Are you scared of living a ‘small life’?
The world tells us to go big.
Social media shows us people doing it all.
So we often turn to ‘purpose’ as the answer. The thinking goes that if we can just find our grand, world-changing purpose, our lives will finally have meaning.
But there’s a pattern I'm noticing, both in myself and in the people I walk with.
This search for a big purpose can often come from a place of fear. A quiet, deep-down feeling of not being ‘enough’. A hope that if we can just make some kind of difference, we might finally feel worthy of love and belonging.
But what if we’ve got it the wrong way round?
What if the journey isn’t about finding a ‘grand purpose’, but about living a 'normal' life that is purposeful?
Maybe it’s less about changing the world. More about changing yourself, and how you show up in it.
Less about YOU being the solution.

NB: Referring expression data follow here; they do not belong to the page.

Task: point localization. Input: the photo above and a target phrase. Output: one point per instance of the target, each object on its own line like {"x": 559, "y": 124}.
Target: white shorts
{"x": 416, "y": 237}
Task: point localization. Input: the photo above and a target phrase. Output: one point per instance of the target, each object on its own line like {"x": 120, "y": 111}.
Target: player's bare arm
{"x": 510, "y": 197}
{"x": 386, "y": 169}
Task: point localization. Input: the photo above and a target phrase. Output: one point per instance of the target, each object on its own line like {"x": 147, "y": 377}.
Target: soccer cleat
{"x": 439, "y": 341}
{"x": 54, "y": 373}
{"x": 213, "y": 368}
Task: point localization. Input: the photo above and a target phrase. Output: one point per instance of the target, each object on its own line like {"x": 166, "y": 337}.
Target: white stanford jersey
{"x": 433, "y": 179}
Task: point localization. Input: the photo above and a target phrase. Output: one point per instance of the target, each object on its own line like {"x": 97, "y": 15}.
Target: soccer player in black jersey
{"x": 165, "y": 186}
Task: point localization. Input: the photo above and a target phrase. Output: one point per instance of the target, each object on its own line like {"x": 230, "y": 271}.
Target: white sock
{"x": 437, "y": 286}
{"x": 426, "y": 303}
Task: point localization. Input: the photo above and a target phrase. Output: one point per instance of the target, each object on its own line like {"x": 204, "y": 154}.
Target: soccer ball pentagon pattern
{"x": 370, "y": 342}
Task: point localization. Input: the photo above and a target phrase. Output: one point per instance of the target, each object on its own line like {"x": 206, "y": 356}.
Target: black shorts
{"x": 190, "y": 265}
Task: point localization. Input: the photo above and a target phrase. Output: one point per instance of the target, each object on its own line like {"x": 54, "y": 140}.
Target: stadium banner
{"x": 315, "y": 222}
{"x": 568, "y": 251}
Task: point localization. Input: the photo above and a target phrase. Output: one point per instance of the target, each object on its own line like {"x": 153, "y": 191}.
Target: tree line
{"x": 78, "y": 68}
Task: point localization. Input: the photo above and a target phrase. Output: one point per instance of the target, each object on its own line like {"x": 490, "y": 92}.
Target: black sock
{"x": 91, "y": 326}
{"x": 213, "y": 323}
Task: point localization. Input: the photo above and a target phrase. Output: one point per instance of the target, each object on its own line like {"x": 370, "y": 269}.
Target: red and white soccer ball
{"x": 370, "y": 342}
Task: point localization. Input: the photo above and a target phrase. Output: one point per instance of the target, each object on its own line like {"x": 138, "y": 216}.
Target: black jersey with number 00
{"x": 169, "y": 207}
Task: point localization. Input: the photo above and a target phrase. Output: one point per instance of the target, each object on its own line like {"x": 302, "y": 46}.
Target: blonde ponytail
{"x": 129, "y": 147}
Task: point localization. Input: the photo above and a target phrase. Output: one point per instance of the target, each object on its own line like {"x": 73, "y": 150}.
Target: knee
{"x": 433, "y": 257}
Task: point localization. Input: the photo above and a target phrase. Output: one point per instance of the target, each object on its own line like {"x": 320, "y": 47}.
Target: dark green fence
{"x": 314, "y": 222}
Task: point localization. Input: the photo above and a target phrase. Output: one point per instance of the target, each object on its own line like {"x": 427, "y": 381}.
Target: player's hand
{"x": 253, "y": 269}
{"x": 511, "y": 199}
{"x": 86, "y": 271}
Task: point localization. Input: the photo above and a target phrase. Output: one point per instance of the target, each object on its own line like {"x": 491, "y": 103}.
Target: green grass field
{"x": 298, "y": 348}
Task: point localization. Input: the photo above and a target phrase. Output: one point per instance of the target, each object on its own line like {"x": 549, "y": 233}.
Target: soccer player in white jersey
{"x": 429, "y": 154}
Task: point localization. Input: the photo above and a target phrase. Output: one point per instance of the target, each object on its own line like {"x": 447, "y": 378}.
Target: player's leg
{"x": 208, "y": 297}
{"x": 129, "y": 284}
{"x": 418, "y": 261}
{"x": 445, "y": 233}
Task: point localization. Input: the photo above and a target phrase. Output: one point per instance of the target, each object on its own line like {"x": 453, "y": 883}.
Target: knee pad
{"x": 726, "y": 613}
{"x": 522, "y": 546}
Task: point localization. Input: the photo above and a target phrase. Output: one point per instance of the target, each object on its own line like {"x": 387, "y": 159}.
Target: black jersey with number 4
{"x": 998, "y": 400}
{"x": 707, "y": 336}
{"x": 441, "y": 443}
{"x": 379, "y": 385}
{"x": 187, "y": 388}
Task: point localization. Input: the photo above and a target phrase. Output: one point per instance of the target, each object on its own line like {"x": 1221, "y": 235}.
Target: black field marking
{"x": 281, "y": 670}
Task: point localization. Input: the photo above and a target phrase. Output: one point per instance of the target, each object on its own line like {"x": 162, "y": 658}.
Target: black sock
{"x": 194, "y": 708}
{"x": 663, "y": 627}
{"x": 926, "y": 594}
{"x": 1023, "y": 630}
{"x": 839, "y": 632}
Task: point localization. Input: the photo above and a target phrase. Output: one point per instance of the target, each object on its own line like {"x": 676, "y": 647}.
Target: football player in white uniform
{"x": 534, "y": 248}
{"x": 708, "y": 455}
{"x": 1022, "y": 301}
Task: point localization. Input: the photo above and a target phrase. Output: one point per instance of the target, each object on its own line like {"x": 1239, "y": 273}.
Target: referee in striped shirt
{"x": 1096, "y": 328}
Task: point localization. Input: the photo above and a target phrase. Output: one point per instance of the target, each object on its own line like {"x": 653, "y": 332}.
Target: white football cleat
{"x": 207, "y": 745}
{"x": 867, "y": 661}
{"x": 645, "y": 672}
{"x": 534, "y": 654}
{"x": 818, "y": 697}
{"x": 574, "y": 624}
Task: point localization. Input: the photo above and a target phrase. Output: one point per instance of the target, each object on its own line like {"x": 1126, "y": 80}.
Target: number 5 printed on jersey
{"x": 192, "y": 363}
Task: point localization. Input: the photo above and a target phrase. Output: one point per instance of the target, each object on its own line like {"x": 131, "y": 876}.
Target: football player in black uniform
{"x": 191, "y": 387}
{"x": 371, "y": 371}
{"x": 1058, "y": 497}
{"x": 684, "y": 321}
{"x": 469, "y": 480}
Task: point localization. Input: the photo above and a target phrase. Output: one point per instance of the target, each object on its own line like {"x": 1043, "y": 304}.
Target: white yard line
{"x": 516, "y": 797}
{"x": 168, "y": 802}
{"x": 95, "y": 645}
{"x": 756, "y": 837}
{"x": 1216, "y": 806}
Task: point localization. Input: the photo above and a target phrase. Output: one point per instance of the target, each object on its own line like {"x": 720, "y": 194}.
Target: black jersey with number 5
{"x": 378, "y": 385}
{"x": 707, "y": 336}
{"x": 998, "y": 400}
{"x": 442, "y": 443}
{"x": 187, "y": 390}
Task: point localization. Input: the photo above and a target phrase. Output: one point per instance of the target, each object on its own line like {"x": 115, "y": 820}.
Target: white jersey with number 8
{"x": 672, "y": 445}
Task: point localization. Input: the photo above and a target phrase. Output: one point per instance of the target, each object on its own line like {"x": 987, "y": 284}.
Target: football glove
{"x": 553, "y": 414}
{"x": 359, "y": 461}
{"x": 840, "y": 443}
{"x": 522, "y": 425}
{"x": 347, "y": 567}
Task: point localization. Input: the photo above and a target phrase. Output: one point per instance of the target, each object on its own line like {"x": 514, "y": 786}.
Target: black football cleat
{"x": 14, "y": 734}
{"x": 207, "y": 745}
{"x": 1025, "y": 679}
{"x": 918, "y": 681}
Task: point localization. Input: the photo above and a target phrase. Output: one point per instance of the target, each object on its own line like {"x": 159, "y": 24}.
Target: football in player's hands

More about finding a solution to be part of.
It’s a quiet shift.
From a lifetime of proving, to a lifetime of serving.
But a profound one.
And it starts from a place of knowing you’re already enough.
There’s a famous story of a cleaner at NASA in the 1960s. When the President visited and asked him what he was doing, he didn’t say “sweeping the floor.” He said, “I’m helping put a man on the moon.”
He wasn’t driven by recognition. He was grounded in joyful service, knowing that his role was essential.
Service starts from the heart. It's having hope. It’s believing that a better world is possible, and that we all have a role to play — whether big, small, known, or hidden.
So maybe this could be something interesting for us all to contemplate today…
What would change if we chose a lifetime of joyful service, instead of a lifetime of proving?